Fondée en mai 2011 par le professeur Hiroya Tanaka, le père des fablabs au Japon et concepteur de l’OCPC, et l’universitaire Youka Watanabe, l’organisatrice de Fablearn Asie, le Fablab Kamakura s’est particulièrement bien développé du côté pédagogique, grâce aux ressources et surtout à la vision de ses cofondateurs universitaires.
C’est le seul supernode parmi les quatre fablabs qui proposent la Fab Academy au Japon (avec Sendai, Hamamatsu et Kitakagaya). A Kamakura, le cours magistral du MIT est projeté en direct chaque mercredi soir, de 23h à 2h du matin, avec suivi local assuré par le fabacadémicien Mio Kato. Cette année, Kamakura accueille trois étudiants, et prévoit des échanges avec Taïwan. Le lab propose également trois niveaux de formations plus élémentaires en fabrication numérique, destinées entre autres à préparer celles et ceux qui s’y intéressent à l’intensité technique et internationale de l’Academy.
Youka Watanabe, cofondatrice et fabmanager du lieu, insiste sur la portée globale de l’enseignement : « Ici, on s’intéresse à comment élever le niveau des gens à travers le travail collaboratif, les nouveaux défis, en créant une plateforme pour apprendre et faire qui repose sur le réseau global. Le Japon, c’est comme une petite île, on veut pousser les Japonais à ouvrir les yeux sur d’autres pays. On échange les idées mais aussi les personnes. »
En plus des deux open labs chaque semaine (lundi matin et mercredi soir) et des cours d’initiation technique à la découpe laser et à l’imprimante 3D, le Fablab Kamakura organise régulièrement des formations pour des entreprises, anime des programmes parascolaires et vient juste de lancer une fab night dédiée aux moins de 18 ans.
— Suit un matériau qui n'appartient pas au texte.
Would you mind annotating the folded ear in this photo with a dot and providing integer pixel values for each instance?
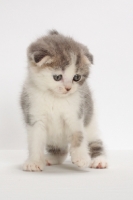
(39, 55)
(90, 57)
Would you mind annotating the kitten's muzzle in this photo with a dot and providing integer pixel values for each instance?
(67, 88)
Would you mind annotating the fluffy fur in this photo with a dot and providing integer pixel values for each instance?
(59, 114)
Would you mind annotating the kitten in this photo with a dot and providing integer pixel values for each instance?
(58, 106)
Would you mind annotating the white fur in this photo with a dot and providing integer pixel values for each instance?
(55, 118)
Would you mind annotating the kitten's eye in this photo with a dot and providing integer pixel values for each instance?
(57, 78)
(77, 77)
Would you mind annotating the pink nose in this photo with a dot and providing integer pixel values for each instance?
(68, 89)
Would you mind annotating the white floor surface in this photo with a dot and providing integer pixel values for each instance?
(66, 182)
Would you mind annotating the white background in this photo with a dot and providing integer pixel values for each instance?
(106, 27)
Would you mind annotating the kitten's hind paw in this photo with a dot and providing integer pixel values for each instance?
(99, 162)
(33, 166)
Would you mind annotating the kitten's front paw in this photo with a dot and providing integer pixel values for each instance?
(81, 159)
(33, 166)
(99, 162)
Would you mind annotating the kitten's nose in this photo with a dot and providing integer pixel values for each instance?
(68, 89)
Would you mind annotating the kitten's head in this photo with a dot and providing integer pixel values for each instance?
(58, 63)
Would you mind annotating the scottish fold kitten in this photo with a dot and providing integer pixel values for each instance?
(58, 106)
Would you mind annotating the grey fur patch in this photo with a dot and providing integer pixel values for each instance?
(76, 139)
(59, 48)
(96, 148)
(53, 32)
(86, 106)
(25, 105)
(56, 150)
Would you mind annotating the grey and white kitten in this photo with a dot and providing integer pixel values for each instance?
(58, 106)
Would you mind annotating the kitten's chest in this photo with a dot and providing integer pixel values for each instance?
(57, 110)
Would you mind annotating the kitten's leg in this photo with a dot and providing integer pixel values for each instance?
(79, 151)
(97, 154)
(56, 155)
(36, 141)
(96, 147)
(78, 143)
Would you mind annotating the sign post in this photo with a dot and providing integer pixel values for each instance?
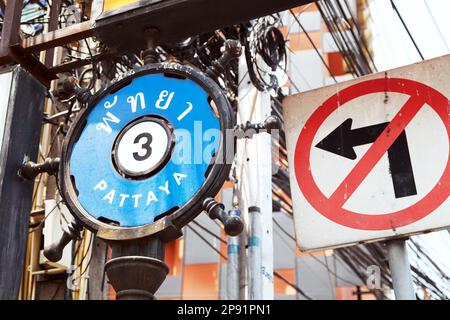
(369, 161)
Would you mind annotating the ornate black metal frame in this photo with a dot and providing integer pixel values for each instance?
(169, 226)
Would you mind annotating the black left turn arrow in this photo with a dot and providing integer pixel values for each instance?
(343, 139)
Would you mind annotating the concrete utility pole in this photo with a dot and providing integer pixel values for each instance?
(400, 270)
(254, 172)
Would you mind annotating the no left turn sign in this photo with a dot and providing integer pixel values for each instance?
(370, 159)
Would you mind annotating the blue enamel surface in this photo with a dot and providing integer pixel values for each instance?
(91, 163)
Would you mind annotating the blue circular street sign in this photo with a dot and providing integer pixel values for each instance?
(144, 149)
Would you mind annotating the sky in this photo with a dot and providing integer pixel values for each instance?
(429, 24)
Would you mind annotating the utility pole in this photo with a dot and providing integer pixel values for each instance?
(400, 270)
(254, 171)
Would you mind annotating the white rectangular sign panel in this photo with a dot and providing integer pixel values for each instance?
(369, 158)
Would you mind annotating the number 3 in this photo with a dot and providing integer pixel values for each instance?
(145, 146)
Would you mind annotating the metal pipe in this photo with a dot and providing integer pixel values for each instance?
(233, 263)
(255, 253)
(400, 270)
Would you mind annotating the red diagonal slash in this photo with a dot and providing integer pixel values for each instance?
(362, 169)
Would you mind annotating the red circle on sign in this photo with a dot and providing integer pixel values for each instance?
(327, 207)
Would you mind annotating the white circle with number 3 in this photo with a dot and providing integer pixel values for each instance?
(142, 148)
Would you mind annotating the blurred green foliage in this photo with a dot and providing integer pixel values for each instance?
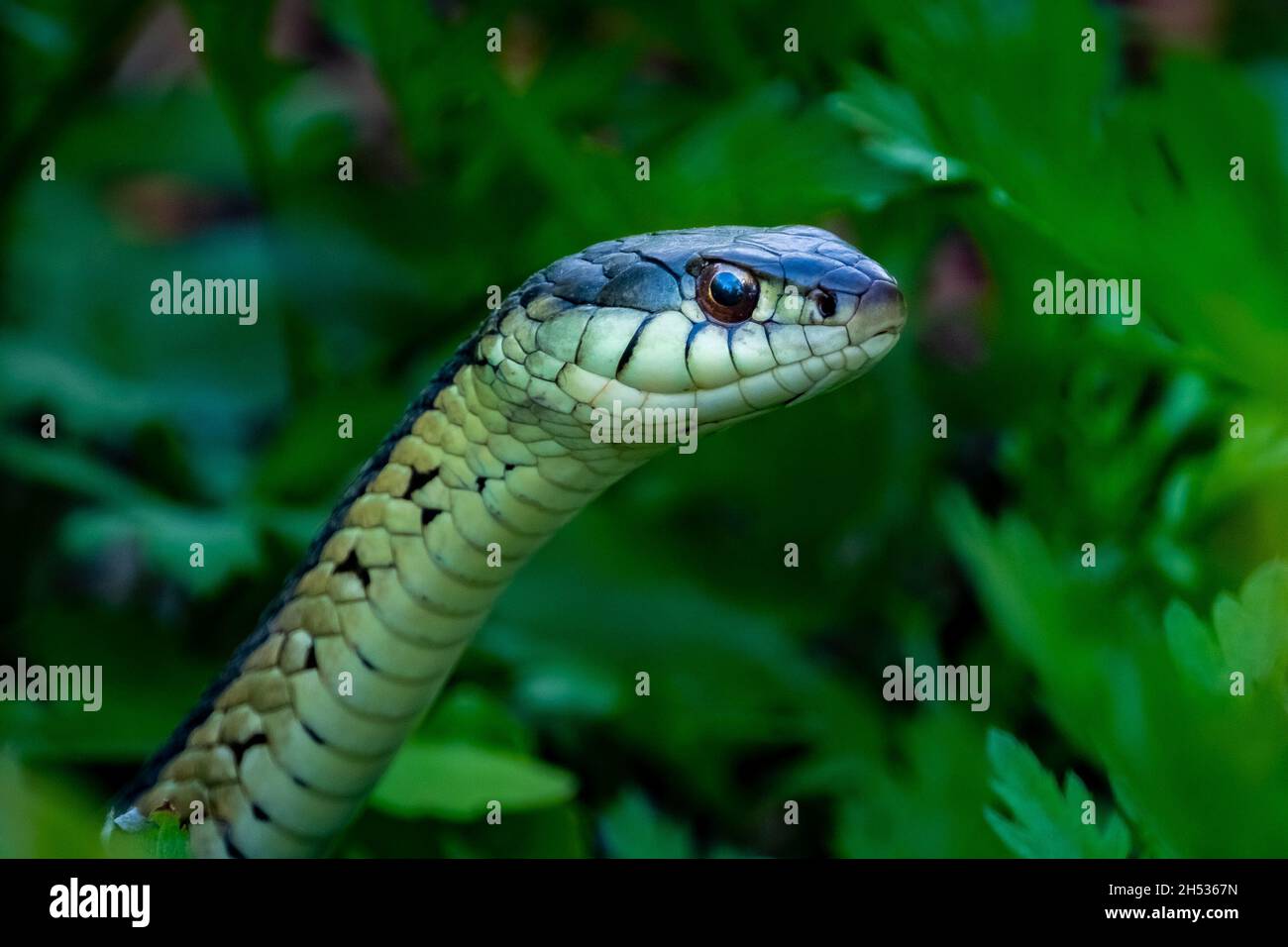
(476, 169)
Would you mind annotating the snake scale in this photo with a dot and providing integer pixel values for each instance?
(485, 466)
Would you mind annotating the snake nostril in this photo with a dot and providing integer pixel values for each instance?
(883, 307)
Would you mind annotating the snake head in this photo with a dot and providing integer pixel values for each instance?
(730, 321)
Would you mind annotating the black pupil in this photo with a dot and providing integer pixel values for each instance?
(726, 289)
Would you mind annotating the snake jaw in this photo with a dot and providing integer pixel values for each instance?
(619, 325)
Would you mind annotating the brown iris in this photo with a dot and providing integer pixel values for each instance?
(726, 294)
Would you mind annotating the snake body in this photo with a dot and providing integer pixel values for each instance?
(485, 466)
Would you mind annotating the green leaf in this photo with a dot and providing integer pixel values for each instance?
(1192, 644)
(1046, 823)
(162, 838)
(632, 828)
(456, 781)
(1253, 629)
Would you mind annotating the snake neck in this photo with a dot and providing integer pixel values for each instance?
(314, 706)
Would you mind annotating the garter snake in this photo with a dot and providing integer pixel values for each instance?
(488, 463)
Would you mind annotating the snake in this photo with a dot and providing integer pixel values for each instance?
(490, 460)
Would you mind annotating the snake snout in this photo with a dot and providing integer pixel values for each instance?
(881, 309)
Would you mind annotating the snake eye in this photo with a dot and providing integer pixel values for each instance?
(726, 294)
(825, 303)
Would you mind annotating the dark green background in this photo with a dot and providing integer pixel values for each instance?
(1108, 684)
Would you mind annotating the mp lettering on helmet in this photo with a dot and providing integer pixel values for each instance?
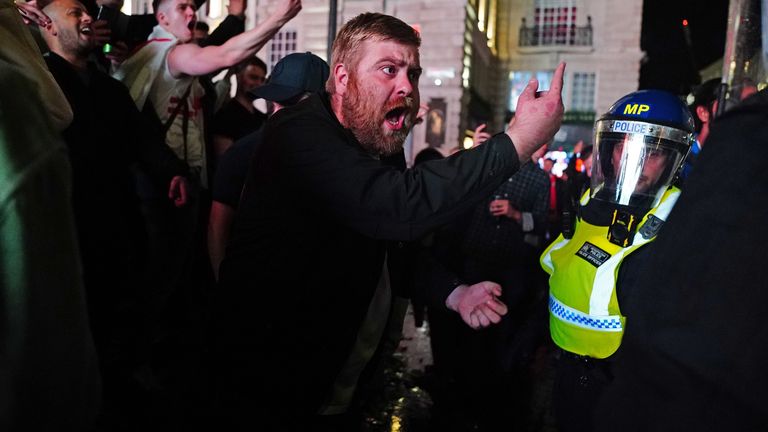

Depuis juillet 2015, le Fablab Kamakura est également l’une des associations membres du réseau international Global Stem Learning, une initiative portée par l’Académie des sciences de New York.
A l’étage, une ambiance tranquille domine l’espace de coworking actuellement partagé par quatre personnes, dont Kuniaki Sento, ingénieur 3D qui travaille sur un impressionnant modèle de mâchoire de dinosaure, et Masakazu Otsuka, ingénieur informatique qui a lancé une start-up pour vendre son IRKit, une petite télécommande wifi infrarouge open source qui permet de contrôler tous ses appareils électroménagers avec son smartphone. Ces coworkers diligents ont été personnellement invités à partager l’espace, en échange d’une modeste contribution mensuelle et surtout du partage de leurs connaissances et compétences spécialisées.
A 11h, les deux stagiaires de l’université de Keio présentent les résultats de leur recherche au Fablab Kamakura sur les trois derniers mois. Yuri, étudiante de deuxième année en infographie et amateure de méduses, apprécie le concept de la fabrication personnelle, mais évoque l’obstacle potentiel de l’utilisation régulière de ces formidables machines à commande numérique. Kondo, autre étudiant de la Faculté des études environnementales et d’information, a pris l’initiative de fabriquer des échantillons de motifs imprimés en 3D, afin de laisser aux futurs utilisateurs du lab des outils pour comprendre et comparer. En effet, ces échantillons s’ajoutent au projet Fab Tools conçu et documenté par le Fablab Kamakura.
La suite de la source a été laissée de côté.